The Utah GOP is losing a really great leader, at least at its helm.
The current party Chair Derek Brown recently announced he won’t be seeking a second term at this year’s organizing convention. Every two years the party holds an organizing convention to elect leadership — chair, vice chair, secretary, treasurer and national committeewoman and committeeman.
Somehow, Brown has been able to thread the needle of representing the Trump-led GOP while still maintaining class, decency, and levelheadedness. Not a small feat with Trump at the helm.
For example, the Utah GOP recently issued a press release supporting both Sen. Mike Lee and Sen. Mitt Romney after their opposing impeachment votes, noting “There is power in our differences as a political party.” That’s leadership.
Heck, we still have some in the party trying to censure Romney. Yet both factions of Utah’s GOP like Brown, and that’s saying a lot. I can only imagine what it took over the last two years to keep the party above this fray. He did it well, but I don’t blame him for leaving. It’s a thankless job.
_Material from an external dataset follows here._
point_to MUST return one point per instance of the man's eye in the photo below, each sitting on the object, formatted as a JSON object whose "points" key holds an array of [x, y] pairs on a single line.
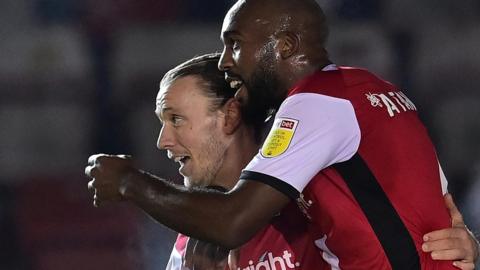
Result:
{"points": [[176, 120], [235, 45]]}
He’s moving on, though, and the direction of Utah’s GOP is again up in the air. And you can be sure that many are ready to pounce.
But for me, the more things change, the more they stay the same. For instance, we have new leadership in state government who say they are committed to including women. They ran on the idea that state government is “missing women’s stories.” In fact, of course, the new lieutenant governor is a woman, and I know these issues are important to her.
They even declared March 8 as “Women’s Day” in Utah. The declaration stated that “women are leading contributors to Utah’s prominence on the economic world stage.” And “Utah women own over 89,000 businesses — they are innovators, and employ people in every industry sector across the state.” And “Utah women comprise nearly 45% of the state’s workforce” and “control a majority of the consumer purchasing power.”
Yet when Utah GOP leaders appointed members to one of the most important commissions in the next 10 years — the Independent Redistricting Commission — Utah Republicans didn’t think to appoint one woman. I guess they’re leaving that important job to the Utah Democrats, who appointed at least two — the only two out of seven members.
And I get it. Each leader only had one spot to appoint, after all. (*Sarcasm, for those in the back)
Gov. Spencer Cox recently recognized on Twitter that “When women are outnumbered in groups, they speak about 75% less than men and are interrupted more often.”
I guess our GOP leaders don’t want women’s voices elevated on the redistricting commission.
Sure, we have a new cabinet filled with competent, smart women helping to run state government. And I’m certainly thankful for that. But we have to come to a place where women are included on every commission and committee, especially the important ones. And we aren’t there yet.
I think it’s time we have a woman at the head of Utah’s GOP. And I’m calling on every male leader in the state to make sure that happens. Recruit a competent woman to run. Donate money to her campaign. Call the delegates for her. Let’s see what Utah’s GOP can really do for good in this state.
And no, I’m not angling for support to run for the position myself. I tried that once, years ago. I was a current party officer and the chair expressed his intent not to run again. The vice chair also did not want the position. I put it out there that I wanted to run. Sen. Lee supported me almost immediately. I was grateful for that. Sen. Orrin Hatch wasn’t involved. But then-Gov. Gary Herbert wouldn’t support my candidacy. He was trying to recruit a guy who had run for chair two years prior and lost, even though the guy wasn’t interested.
I was a current party officer wanting to run for chair and the governor wouldn’t support me. Sure, I was married to a guy who was suing him at the time, but the governor kept saying he supported that lawsuit. And it shouldn’t have mattered who I was married to.
The point is, even when the party had a woman who had the “experience” — I was a current party officer — and the interest and the drive and the capability, the party leaders refused to support the woman.
Let’s be better. Let’s elect a woman to lead Utah’s GOP. It won’t be the first time. But it will be the right time.
Michelle Quist is a Salt Lake City attorney and a columnist for The Salt Lake Tribune.